Si la FMOQ est prête à collaborer, ce n’est toutefois pas à n’importe quelle condition. Comme le clamait le célèbre slogan publicitaire : « On entraîne des résultats. » Toute collaboration doit donc mener quelque part.

Elle ne peut exister que si l’on dépasse l’exercice politique de créer… une autre politique. On doit aller plus loin encore. On doit déployer une vision intégrée des soins et des services, appuyée par un plan d’action concret, une vision qui couvre l’ensemble du continuum de soins, de la première à la troisième ligne, mais aussi les soins surspécialisés et les services communautaires.

Il ne faut surtout pas oublier que 34 % des activités des médecins de famille se déroulent en deuxième ligne. D’autres médecins de famille, eux, n’œuvrent pas forcément en première ou en deuxième ligne, mais dans des secteurs particuliers. L’expertise et l’engagement de ces médecins font partie des piliers du réseau de santé, mais leur polyvalence constitue un atout essentiel dont on ne peut se priver aujourd’hui.

Une politique d’organisation de la première ligne ? Pourquoi pas. Mais elle ne sera un succès que si elle s’inscrit dans une vision beaucoup plus large encore, intégrée à l’ensemble du système. Nous n’avons plus le luxe de réfléchir et d’agir en silo.
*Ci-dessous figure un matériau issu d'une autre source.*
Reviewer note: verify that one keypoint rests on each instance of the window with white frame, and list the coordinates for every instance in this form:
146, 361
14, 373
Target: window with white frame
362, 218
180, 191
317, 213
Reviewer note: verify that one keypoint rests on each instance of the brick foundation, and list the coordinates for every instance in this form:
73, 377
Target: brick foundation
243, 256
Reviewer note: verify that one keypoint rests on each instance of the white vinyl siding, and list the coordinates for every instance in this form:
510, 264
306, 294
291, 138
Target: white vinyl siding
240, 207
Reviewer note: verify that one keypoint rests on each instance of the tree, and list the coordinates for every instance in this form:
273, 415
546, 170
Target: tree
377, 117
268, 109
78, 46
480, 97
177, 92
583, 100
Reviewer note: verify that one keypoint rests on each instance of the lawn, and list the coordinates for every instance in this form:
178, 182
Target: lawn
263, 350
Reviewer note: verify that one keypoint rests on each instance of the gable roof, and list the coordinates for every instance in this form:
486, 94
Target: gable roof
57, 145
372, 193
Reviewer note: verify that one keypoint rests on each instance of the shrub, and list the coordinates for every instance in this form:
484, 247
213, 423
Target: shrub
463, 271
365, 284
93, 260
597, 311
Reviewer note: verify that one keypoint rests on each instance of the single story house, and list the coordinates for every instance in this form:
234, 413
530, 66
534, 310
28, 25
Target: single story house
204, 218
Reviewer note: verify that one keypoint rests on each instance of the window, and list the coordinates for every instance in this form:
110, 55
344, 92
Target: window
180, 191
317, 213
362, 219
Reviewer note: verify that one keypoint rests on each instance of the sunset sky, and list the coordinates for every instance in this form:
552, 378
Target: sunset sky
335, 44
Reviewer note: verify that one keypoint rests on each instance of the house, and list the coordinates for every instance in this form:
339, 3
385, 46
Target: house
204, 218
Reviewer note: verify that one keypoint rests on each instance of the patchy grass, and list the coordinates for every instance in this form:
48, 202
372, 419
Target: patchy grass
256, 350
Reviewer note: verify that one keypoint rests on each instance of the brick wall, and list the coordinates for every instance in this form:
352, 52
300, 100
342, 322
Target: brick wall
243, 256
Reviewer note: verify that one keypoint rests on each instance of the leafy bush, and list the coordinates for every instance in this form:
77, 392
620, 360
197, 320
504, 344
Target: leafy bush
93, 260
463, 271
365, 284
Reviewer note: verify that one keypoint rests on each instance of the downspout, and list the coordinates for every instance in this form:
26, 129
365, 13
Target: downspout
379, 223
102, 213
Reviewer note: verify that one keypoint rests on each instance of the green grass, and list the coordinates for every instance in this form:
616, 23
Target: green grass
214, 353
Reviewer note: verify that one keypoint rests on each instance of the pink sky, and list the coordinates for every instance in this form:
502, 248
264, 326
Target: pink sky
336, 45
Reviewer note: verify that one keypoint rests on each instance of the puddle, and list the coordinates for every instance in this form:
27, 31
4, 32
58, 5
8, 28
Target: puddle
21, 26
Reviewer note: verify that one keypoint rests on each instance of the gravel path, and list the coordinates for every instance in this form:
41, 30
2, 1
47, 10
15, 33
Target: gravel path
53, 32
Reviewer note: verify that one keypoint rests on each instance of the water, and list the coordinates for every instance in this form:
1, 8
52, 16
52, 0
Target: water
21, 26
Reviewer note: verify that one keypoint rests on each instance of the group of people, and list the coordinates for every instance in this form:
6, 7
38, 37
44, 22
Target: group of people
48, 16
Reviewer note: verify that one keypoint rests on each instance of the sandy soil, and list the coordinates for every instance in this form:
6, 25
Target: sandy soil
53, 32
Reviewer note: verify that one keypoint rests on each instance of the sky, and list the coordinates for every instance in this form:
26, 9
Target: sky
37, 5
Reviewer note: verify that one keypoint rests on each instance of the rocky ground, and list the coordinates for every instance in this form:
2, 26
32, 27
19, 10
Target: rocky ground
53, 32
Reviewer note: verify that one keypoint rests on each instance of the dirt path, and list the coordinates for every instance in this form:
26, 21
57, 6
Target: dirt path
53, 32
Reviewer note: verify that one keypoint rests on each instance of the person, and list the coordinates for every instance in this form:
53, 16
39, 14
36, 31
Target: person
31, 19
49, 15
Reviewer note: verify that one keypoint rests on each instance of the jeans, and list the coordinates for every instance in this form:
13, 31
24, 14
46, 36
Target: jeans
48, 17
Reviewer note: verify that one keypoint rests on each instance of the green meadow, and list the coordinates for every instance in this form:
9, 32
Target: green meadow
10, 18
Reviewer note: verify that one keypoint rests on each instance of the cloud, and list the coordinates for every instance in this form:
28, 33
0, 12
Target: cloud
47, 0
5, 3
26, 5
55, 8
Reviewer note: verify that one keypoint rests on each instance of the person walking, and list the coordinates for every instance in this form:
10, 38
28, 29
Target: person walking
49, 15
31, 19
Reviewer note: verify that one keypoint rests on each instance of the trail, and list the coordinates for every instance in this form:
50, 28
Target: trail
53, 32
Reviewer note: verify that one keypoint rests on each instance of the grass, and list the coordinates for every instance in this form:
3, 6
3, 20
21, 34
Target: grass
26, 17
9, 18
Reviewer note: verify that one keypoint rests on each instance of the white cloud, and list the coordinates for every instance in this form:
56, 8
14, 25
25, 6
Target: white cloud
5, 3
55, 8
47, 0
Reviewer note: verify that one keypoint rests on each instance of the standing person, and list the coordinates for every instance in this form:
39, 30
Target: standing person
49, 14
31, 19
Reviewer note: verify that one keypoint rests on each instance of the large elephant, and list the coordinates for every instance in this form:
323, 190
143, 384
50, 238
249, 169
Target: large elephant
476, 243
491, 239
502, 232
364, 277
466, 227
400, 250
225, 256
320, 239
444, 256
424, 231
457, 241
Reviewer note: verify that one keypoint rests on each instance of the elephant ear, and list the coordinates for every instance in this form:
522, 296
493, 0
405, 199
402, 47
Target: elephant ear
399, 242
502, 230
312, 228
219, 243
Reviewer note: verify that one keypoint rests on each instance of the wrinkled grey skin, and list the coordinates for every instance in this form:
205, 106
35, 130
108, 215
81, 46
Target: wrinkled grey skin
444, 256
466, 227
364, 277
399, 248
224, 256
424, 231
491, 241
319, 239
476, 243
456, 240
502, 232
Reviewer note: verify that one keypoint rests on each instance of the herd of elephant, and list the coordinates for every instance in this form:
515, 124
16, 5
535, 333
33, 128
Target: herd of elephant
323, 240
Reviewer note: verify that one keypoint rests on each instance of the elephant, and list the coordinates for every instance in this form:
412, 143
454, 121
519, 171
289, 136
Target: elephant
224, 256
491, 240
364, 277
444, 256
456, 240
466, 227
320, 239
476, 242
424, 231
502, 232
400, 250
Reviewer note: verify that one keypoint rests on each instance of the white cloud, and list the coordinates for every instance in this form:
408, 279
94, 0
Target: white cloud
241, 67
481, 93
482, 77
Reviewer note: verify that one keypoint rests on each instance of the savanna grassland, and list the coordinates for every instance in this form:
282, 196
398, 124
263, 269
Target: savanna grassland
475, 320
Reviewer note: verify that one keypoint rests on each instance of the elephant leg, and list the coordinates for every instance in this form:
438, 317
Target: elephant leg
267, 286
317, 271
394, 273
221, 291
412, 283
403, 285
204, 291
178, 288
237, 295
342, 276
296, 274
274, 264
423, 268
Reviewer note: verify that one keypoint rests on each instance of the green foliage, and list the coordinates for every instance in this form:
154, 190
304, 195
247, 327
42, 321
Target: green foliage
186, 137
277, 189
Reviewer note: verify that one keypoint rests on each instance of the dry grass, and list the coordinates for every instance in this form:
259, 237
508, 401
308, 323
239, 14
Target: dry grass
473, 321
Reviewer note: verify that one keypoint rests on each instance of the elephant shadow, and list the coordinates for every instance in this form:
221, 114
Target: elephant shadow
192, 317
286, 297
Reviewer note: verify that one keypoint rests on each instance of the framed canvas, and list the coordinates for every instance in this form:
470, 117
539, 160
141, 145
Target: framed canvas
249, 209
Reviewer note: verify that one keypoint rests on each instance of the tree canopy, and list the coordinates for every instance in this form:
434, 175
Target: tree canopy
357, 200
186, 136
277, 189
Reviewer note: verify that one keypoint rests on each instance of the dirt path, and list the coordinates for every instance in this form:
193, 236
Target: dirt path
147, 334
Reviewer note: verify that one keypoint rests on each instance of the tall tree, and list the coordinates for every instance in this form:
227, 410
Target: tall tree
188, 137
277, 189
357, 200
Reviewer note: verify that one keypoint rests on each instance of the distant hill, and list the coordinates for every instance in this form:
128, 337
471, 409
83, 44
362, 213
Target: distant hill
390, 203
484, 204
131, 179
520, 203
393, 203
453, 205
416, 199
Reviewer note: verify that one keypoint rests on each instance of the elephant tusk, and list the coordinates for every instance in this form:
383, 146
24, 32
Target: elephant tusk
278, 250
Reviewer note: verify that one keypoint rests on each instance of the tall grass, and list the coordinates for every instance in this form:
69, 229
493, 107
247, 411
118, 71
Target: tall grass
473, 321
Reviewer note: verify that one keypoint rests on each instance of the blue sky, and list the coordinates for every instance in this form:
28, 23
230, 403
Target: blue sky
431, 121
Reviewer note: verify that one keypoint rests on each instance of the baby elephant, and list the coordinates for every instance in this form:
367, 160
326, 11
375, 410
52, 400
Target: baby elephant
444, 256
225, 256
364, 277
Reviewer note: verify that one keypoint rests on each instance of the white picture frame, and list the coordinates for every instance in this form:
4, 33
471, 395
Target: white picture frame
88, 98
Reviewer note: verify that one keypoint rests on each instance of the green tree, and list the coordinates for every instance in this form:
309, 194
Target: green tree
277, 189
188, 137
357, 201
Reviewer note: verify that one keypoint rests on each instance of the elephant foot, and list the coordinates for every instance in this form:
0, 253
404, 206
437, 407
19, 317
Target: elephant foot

Le véritable enjeu n’est pas seulement de se parler, mais de bâtir un modèle d’un commun accord. Car penser l’organisation de la première ligne isolément, sans tenir compte de l’intégralité du réseau, c’est comme rénover une pièce d’une maison sur le point de s’affaisser. On aura peut-être une cuisine toute rutilante, mais si le toit coule et que les fondations s’effritent, il ne faudra alors pas se surprendre que la maison devienne rapidement inhabitable.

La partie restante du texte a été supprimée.